Late Friday is the time that politicians generally use to release stories that they don’t want too many people to hear about. I have no idea why Romney chose that time, but it seems that it allowed writers to dig up lots of background over the weekend to publish on Monday. So I’m going to share some of the more interesting Ryan pieces I came across yesterday.

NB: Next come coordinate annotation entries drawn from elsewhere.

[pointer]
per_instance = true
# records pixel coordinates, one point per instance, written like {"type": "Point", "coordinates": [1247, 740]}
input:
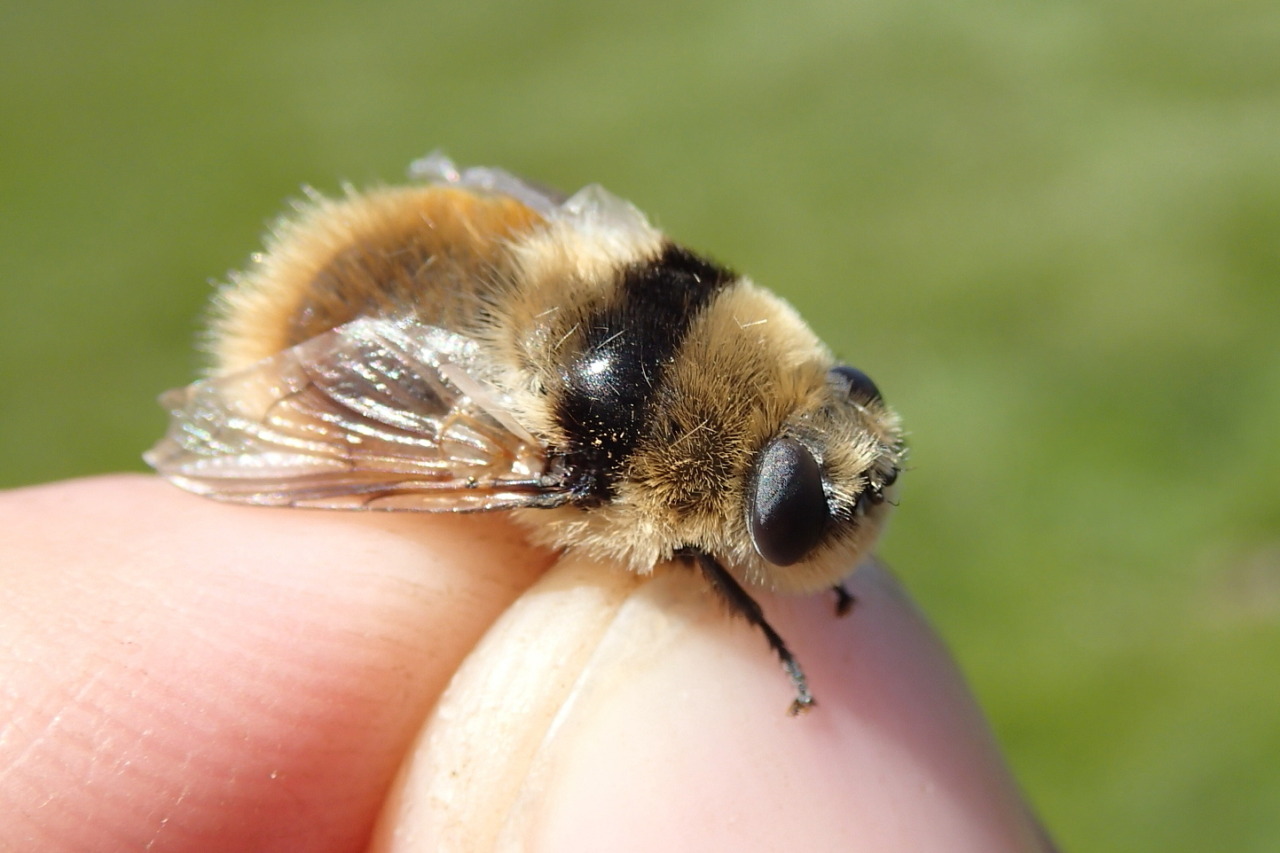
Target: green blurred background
{"type": "Point", "coordinates": [1051, 231]}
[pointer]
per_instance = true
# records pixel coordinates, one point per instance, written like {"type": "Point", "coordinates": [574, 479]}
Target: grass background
{"type": "Point", "coordinates": [1050, 231]}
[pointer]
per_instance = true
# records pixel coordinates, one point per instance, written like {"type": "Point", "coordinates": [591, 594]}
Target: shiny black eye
{"type": "Point", "coordinates": [786, 506]}
{"type": "Point", "coordinates": [860, 386]}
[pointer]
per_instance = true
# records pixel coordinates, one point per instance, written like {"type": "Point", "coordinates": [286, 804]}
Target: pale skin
{"type": "Point", "coordinates": [184, 675]}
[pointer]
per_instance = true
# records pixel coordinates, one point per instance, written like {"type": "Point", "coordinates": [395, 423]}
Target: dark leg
{"type": "Point", "coordinates": [845, 600]}
{"type": "Point", "coordinates": [741, 603]}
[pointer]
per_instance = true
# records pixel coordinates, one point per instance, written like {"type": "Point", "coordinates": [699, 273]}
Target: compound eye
{"type": "Point", "coordinates": [860, 386]}
{"type": "Point", "coordinates": [787, 511]}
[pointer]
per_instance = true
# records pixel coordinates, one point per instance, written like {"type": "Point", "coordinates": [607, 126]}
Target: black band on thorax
{"type": "Point", "coordinates": [624, 351]}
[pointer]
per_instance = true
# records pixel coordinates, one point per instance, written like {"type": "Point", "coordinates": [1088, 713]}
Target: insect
{"type": "Point", "coordinates": [475, 342]}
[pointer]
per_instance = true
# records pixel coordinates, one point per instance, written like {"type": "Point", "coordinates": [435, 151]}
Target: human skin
{"type": "Point", "coordinates": [184, 675]}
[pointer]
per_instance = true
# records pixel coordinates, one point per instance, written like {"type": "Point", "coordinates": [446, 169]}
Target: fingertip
{"type": "Point", "coordinates": [672, 730]}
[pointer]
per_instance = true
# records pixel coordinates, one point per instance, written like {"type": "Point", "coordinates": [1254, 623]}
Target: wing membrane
{"type": "Point", "coordinates": [383, 414]}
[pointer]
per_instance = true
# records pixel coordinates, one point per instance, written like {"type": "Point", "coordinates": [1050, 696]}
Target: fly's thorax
{"type": "Point", "coordinates": [679, 468]}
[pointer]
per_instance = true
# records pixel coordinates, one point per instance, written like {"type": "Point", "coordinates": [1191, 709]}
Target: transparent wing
{"type": "Point", "coordinates": [379, 414]}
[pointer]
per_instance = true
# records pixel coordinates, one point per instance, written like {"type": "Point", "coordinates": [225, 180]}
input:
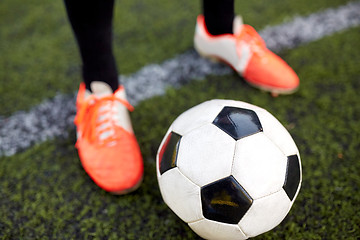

Still, the NYT article is worth reading to get the adoring media perspective on the mysteriously popular Ryan. The story reveals that Ryan and his wife are each quite wealthy through inheritance. Other than losing his father when he was in high school, which is tragic, Ryan seems never to have experienced a single setback along his education and career tracks.
Ryan studied under a conservative professor at Miami of Ohio–he paid for his college education with Social Security survivors’ benefits–and that professor pulled strings to get Ryan a political job. recommended Ryan for an internship with Wisconsin’s then Republican Senator Bob Kasten. Ryan has been sucking on the government teat ever since.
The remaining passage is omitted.